You are viewing a plain text version of this content. The canonical link for it is here.

Posted to user@hive.apache.org by Guy Bayes <fa...@gmail.com> on 2011/05/26 22:25:43 UTC

questions about statistics in 0.7

Hello all, I'm new to this list,

I was wondering if anyone could answer a couple questions about the
implementation of statistics in 0.7?

I've reviewed
http://wiki.apache.org/hadoop/Hive/StatsDev

and have the following q

Re: questions about statistics in 0.7

Posted by Ning Zhang <nz...@fb.com>.

On May 26, 2011, at 1:28 PM, Guy Bayes wrote:

Crap sorry hit send too early

questions
1: Job overhead of generating statistics on the fly with

set hive.stats.autogather=true;?

Overhead is minimum. The only accountable overhead is to insert a row into a RDBMS/HBase at the end of a task. At the end of the query, there will be an aggregation query on the RDBMS/HBase. Trunk (0.8-snapshot) has some more optimizations to further reduce the overhead. Note that every DBMS/HBase operations can be timed out. You can also config the timeout value as appropriate.

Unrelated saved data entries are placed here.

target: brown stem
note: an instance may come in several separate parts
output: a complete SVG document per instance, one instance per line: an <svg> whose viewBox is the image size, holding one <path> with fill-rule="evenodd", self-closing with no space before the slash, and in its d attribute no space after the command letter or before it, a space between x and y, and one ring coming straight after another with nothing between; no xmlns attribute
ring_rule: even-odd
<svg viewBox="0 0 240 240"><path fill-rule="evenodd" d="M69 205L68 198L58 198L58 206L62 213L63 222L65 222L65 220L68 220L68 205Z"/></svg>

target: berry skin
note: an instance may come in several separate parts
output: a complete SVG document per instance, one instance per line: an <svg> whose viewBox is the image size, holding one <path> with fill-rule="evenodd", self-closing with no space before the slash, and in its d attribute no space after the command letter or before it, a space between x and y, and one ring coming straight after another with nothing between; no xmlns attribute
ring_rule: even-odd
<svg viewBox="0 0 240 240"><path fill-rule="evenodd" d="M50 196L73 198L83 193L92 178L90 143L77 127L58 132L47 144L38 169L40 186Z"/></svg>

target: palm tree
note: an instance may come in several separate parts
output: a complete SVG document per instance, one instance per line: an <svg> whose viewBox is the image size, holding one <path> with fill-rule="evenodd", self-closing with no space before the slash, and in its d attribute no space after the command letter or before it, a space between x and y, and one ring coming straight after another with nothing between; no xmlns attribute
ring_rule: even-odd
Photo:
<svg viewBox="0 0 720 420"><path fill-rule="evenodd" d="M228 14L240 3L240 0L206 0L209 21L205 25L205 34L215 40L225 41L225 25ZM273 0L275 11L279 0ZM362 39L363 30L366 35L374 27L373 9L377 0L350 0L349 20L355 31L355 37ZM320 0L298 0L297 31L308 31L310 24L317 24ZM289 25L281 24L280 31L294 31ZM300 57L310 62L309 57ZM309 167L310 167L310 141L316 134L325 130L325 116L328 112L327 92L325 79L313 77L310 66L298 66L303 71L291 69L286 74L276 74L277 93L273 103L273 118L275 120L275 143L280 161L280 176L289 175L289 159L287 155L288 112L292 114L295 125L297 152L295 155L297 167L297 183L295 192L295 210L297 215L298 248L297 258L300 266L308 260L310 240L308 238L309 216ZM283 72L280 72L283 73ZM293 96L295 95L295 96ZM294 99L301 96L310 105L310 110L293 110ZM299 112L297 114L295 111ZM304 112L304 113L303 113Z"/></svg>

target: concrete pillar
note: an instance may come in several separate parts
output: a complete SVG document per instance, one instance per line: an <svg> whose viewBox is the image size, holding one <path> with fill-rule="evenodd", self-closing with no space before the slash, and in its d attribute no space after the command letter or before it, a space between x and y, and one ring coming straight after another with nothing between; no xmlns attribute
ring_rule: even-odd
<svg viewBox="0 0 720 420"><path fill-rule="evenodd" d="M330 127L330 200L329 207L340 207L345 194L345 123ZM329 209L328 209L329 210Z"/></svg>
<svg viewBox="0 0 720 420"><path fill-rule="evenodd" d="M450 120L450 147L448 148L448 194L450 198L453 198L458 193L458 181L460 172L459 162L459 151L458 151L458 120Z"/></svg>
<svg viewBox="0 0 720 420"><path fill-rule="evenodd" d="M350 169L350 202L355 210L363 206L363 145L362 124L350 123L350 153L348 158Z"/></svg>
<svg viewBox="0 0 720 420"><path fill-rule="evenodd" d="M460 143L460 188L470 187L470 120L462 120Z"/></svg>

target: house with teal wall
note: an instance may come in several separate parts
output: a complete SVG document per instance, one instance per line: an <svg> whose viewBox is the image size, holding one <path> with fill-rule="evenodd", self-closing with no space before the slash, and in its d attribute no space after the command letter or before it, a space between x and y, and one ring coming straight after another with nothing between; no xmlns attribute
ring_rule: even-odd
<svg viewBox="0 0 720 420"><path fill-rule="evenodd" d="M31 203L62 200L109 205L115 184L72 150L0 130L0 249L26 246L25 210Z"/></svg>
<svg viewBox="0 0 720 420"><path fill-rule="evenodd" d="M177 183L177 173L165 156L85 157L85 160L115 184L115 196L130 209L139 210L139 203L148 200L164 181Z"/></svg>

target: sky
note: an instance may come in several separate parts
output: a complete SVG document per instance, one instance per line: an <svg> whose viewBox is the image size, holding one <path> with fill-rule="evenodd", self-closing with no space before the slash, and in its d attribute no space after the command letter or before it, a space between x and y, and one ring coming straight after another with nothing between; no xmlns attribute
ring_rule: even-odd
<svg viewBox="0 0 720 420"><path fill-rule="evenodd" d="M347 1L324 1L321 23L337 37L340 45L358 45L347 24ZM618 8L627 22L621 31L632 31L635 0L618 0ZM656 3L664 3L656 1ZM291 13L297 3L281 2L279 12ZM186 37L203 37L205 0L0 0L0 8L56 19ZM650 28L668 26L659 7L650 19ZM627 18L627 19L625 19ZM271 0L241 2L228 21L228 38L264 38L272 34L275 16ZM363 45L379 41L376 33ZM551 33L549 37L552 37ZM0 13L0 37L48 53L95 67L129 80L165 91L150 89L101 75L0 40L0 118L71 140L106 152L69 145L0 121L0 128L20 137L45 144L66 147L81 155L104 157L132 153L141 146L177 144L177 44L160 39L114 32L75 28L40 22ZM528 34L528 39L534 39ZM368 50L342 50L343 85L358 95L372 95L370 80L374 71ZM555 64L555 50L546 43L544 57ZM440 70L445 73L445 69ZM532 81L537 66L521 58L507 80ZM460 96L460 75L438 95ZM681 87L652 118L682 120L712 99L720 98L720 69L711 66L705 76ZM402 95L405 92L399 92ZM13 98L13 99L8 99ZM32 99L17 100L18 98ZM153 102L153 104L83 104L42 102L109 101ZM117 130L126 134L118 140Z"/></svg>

2: Is stat descriptions in describe table extended implemented? I've gathered stats on a table but do not see the expected entries (rowNum = , etc) in the describe statement?

It is working. If rowNum is not there, there must be some error occurred during stats publishing or aggregation, which is designed to be forgiving for any exceptions so that it won't affect the main query. You can take a look at the hive log at /tmp/<username>/hive.log or the task log to search for Stats warning messages.

3: How does hive actually use stats to influence query plans? Any documentation?

Currently no optimizations are done based on these stats, although that's one of our intentions.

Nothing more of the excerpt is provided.